“Memorandum Itself Indicates Registration”: Calcutta HC Sets Aside Trial Court Decision in Partnership Dispute, Directs Defendant to Pay Rs. 24.36 Lakh with Interest
- Post By 24law
- March 21, 2025

Safiya Malik
The Division Bench of the Calcutta High Court, comprising Justice Sabyasachi Bhattacharyya and Justice Uday Kumar, adjudicated on an appeal against the dismissal of a money suit involving a contractual payment dispute. The case cantered around the rejection of claims made by the plaintiff regarding dues for goods supplied to the defendant company. The appellate court set aside the trial court’s judgement, directing the respondent to pay the decretal amount with interest.
The plaintiff initiated a money suit claiming dues from the defendant company for goods supplied.
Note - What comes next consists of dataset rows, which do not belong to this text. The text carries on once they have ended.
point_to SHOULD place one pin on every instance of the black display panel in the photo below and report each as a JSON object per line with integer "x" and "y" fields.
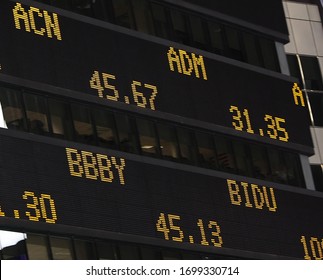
{"x": 115, "y": 65}
{"x": 85, "y": 187}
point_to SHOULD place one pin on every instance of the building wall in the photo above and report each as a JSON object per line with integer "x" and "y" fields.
{"x": 306, "y": 42}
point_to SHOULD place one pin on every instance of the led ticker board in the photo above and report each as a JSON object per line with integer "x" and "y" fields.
{"x": 112, "y": 64}
{"x": 93, "y": 188}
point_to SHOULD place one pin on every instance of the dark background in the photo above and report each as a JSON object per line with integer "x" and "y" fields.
{"x": 86, "y": 48}
{"x": 266, "y": 13}
{"x": 134, "y": 208}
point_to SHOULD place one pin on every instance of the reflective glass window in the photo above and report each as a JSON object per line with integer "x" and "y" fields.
{"x": 161, "y": 25}
{"x": 168, "y": 141}
{"x": 180, "y": 28}
{"x": 36, "y": 112}
{"x": 260, "y": 164}
{"x": 61, "y": 122}
{"x": 128, "y": 252}
{"x": 105, "y": 128}
{"x": 37, "y": 247}
{"x": 242, "y": 158}
{"x": 12, "y": 109}
{"x": 84, "y": 250}
{"x": 106, "y": 251}
{"x": 277, "y": 167}
{"x": 61, "y": 248}
{"x": 186, "y": 146}
{"x": 123, "y": 13}
{"x": 12, "y": 245}
{"x": 312, "y": 73}
{"x": 206, "y": 150}
{"x": 126, "y": 133}
{"x": 147, "y": 137}
{"x": 216, "y": 37}
{"x": 225, "y": 156}
{"x": 83, "y": 128}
The trial court dismissed the suit, citing that the plaintiff, a partnership firm, was unregistered at the time of filing, thus rendering the suit barred under Section 69(2) of the Indian Partnership Act, 1932. The plaintiff appealed, presenting documentary evidence to substantiate its registration before instituting the suit.
The appellant’s counsel argued that the trial court had erroneously disregarded Exhibit-8, a memorandum of registration, which confirmed the firm's registration before the suit was filed. The appellant also contended that additional certified documents from the Registrar of Firms should be considered under Order XLI Rule 27 of the Code of Civil Procedure (CPC), permitting production of new evidence at the appellate stage.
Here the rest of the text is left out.